El miedo y la angustia que experimentaron los discípulos y que también nosotros/as lo vivimos, se agravan en contextos donde la inseguridad y la violencia aumentan, como en nuestras sociedades latinoamericanas. Por eso, necesitamos con urgencia Escuchar a Jesús que nos dice “Levántense, no tengan miedo”. Que este tiempo de cuaresma sea un espacio para vivir en itinerancia y discernimiento, permitiendo que en nuestra interioridad resurja la conversión auténtica orientada al encuentro con los demás.  

Oración: ¿Qué me hace decirle a Dios?

Jesús, permíteme comprender el misterio de tu transfiguración. Ayúdame a acoger mis miedos y a desvelar aquello que supuestamente me da seguridad, pero que en realidad me ata. Quiero aprender, como Pedro, Santiago, Juan y María Magdalena a vivir en tu cercanía. En muchas ocasiones, el miedo, la inseguridad y la desconfianza se apoderan de mí, y me vuelvo incapaz de escuchar el susurro de tu presencia; más aún cuando contemplo cada día la violencia y la injusticia, y en mi corazón me pregunto ¿Dónde estás Jesús de Nazaret?

Contemplación: ¿Qué me da a conocer?

Te sugiero volver a leer el texto bíblico de manera pausada y serena. Escucha y contempla a los personajes; observa cómo cada uno se relaciona con Jesús. Entra en la dinámica del relato, déjate sorprender y permite que el Maestro también te hable a ti, invitándote a confiar y confirmar su identidad de hijo de Dios.

Acoge el gesto tierno y fundante de Jesús: al ver a sus discípulos postrados por el temor, Él se acerca, los toca y les dice “Levántense, no tengan miedo”. Su gloria no aplasta, sino que levanta. Su divinidad no anula; su humanidad es cercana y compasiva. En ese toque de proximidad, se me revela el corazón de Dios: una gloria que se inclina para sanar nuestro miedo y ponernos en camino.

Compromiso ¿Qué camino de vida me invita a tomar?

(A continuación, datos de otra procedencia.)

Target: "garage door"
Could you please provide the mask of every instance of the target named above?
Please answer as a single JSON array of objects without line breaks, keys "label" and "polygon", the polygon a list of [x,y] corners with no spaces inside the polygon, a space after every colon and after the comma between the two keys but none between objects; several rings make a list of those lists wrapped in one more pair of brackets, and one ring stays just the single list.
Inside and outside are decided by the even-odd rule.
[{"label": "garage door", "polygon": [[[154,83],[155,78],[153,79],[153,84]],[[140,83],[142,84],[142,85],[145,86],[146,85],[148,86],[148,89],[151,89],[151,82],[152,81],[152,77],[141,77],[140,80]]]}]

Jesús, aquí me tienes. Quiero colaborar contigo; me coloco a disposición para caminar al lado de mis hermanos/as. Ayúdame a ser instrumento de Paz, Esperanza y Reconciliación en un mundo fragmentado. Que mi vida, transformada por tu encuentro, sea testimonio de que es posible vivir desde la verdad, la acogida y la valentía que brotan de haberte escuchado.